Immerhin gab es Erleichterung, als die Euro-Finanzminister nach einer langen Hängepartie die sechste Kredittranche für Griechenland - acht Milliarden Euro - freigaben. Sie soll im November zur Auszahlung kommen (der IWF muss noch zustimmen).

Und so kann sich der EU-Gipfel am Sonntag mit der künftigen „Wirtschaftsregierung" beschäftigen. Doch wer soll diese Führung übernehmen? Ist es erforderlich, dass vor Installierung einer solchen Wirtschaftsregierung Vertragsänderungen durchgeführt werden? Und müssten dann die Mitgliedstaaten Volksabstimmungen abhalten?

Merkel und Sarkozy halten daran fest, dass die gemeinsame Wirtschaftsregierung auf Regierungschefebene installiert wird. Dieser Plan ist nun ausgereift: Die Staats- und Regierungschefs der Eurozone sollen künftig einen „Präsidenten des Eurogipfels" wählen, geht aus der vorbereiteten Abschlusserklärung des Gipfels hervor. Zweimal im Jahr soll das Gremium tagen. Außerdem soll das Vorbereitungsgremium aus hohen Beamten der einzelnen Euroländer aufgewertet werden.

Widerstand von Kommission und Parlament

Ziel der Eurogipfel soll dann die Erarbeitung „strategischer Orientierungen" für die Wirtschaftspolitik im gemeinsamen Währungsraum sein. Gegen dieses Vorhaben, einen Leiter der Wirtschaftsregierung nach Wünschen der Nationalstaaten zu installieren, regt sich allerdings großer Widerstand. Kommissionspräsident José Manuel Barroso hat schon vor Wochen erklärt, die Führung müsse bei der EU-Kommission liegen. Währungskommissar Olli Rehn wäre bei dieser Variante logischer Favorit als wirtschaftlicher Lenker der Eurozone. Auch das EU-Parlament ist aufseiten der Kommission - und zwar quer durch alle Fraktionen. „Kurzfristig brauchen wir jemanden wie Rehn, der die Rolle des europäischen Finanzministers spielt", sagte etwa die österreichische grüne EU-Abgeordnete Ulrike Lunacek. Wenig überraschend forderte auch EU-Haushaltskommissar Janusz Lewandowski „mehr Durchgriffsrechte der Kommission auf die Nationalstaaten in der Finanz- und Haushaltspolitik". Und auch unter den Nationalstaaten gibt es Befürworter dieser Lösung: So sprach sich die niederländische Regierung für Rehn als „starken Mann Europas" aus.

„Vertragsänderung nötig"

Auch die zweite Frage - Vertragsänderung und Volksabstimmungen ja oder nein - birgt Konfliktpotenzial. Denn die Vergangenheit hat gezeigt, dass Vertragsänderungen in der EU - wie etwa beim Vertrag von Lissabon - viele Jahre in Anspruch nehmen können. So viel Zeit hat die EU jetzt nicht. „Vertragsänderungen sind zwar kein Tabu", sagte Merkel vor wenigen Tagen in Frankfurt. „Aber wo steht eigentlich geschrieben, dass sie immer ein Jahrzehnt dauern müssen?"
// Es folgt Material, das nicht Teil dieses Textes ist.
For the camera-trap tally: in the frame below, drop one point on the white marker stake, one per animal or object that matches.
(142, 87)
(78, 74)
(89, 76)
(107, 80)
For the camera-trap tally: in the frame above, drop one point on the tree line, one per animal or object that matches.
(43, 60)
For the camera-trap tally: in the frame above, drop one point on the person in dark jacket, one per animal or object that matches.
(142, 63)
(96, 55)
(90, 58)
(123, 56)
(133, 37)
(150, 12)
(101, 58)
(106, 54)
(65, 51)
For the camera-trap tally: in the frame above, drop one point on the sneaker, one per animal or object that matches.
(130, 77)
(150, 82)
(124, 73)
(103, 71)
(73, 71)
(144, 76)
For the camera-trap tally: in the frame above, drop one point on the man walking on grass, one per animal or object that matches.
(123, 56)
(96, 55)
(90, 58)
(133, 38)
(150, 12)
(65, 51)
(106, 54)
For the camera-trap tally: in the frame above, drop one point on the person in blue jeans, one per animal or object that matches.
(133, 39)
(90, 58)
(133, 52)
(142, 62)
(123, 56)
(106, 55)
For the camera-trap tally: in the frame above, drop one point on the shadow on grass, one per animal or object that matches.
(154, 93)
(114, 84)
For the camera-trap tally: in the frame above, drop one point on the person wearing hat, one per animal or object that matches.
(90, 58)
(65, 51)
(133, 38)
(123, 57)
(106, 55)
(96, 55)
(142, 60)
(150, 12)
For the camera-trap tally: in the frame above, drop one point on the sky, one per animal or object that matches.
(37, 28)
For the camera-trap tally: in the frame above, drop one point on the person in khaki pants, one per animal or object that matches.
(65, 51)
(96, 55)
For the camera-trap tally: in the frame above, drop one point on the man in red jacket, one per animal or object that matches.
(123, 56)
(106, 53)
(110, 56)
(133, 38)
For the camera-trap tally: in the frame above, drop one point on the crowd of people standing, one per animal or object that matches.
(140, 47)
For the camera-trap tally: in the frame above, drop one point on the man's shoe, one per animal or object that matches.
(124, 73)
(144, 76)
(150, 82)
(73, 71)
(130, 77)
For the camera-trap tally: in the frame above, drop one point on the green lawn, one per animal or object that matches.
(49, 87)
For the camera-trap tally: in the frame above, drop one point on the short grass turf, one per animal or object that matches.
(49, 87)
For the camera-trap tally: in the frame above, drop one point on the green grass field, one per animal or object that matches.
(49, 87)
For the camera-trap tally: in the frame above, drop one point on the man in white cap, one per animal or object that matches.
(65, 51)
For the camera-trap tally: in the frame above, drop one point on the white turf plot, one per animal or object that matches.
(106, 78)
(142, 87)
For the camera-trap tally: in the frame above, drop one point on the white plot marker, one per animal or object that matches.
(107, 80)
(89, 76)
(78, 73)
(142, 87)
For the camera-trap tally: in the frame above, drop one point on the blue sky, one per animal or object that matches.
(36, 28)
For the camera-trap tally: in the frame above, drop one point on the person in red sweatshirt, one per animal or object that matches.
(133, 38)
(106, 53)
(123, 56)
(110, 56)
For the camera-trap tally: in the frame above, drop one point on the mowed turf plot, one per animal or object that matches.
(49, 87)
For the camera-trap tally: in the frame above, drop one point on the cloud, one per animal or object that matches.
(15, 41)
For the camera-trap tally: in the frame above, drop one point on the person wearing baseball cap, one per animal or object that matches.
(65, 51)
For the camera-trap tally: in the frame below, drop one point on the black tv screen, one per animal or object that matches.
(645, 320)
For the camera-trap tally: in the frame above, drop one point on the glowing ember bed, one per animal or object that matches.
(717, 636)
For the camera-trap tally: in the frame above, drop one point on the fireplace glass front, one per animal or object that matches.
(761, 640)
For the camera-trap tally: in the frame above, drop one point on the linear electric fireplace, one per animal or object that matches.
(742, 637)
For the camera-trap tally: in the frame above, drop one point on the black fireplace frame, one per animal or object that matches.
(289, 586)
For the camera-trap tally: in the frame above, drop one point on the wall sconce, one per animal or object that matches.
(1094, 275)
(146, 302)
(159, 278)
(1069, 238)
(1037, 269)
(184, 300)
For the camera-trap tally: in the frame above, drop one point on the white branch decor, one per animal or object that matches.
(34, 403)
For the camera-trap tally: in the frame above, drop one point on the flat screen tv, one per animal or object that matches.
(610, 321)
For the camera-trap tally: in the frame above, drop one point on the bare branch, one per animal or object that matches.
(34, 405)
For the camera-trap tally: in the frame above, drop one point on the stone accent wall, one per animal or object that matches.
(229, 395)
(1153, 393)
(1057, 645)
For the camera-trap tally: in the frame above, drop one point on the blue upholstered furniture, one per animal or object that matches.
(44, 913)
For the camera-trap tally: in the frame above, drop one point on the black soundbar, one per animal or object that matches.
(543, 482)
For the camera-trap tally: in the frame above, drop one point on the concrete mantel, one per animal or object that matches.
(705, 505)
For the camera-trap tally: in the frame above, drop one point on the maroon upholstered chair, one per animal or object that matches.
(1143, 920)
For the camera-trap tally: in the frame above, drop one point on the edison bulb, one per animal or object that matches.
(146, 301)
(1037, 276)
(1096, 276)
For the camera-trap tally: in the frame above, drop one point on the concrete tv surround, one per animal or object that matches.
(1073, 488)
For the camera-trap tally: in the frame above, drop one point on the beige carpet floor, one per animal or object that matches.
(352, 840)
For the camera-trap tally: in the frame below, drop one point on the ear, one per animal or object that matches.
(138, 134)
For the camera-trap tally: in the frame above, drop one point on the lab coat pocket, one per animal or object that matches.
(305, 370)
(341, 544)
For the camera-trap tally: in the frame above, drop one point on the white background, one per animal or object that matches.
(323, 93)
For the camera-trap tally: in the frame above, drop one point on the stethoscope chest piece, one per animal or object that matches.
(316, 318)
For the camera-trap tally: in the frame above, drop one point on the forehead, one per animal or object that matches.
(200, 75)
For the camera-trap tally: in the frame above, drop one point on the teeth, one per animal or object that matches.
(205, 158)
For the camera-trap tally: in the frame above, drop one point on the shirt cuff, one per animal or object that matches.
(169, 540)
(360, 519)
Sollte es zu Referenden in allen oder einigen Mitgliedstaaten kommen, ist eine Verzögerung nicht zu vermeiden. Der Innsbrucker Europarechtler Walter Obwexer gibt dennoch Entwarnung: So, wie die Wirtschaftsregierung angedacht sei, würde das zwar heißen, dass die EU einen Kompetenzzuwachs im Sinne wirtschaftspolitischer Entscheidungen erlange. Dies würde eine Vertragsänderung nötig machen, aber - im Falle von Österreich - keine Volksabstimmung, weil dadurch nicht in ein Grundprinzip der Verfassung eingegriffen würde. Eine andere Frage sei die politische Entscheidung zu einer Volksabstimmung, wie von der FPÖ gefordert. Und auch Bundeskanzler Werner Faymann hat angedeutet, er stehe einer Volksabstimmung „prinzipiell positiv gegenüber".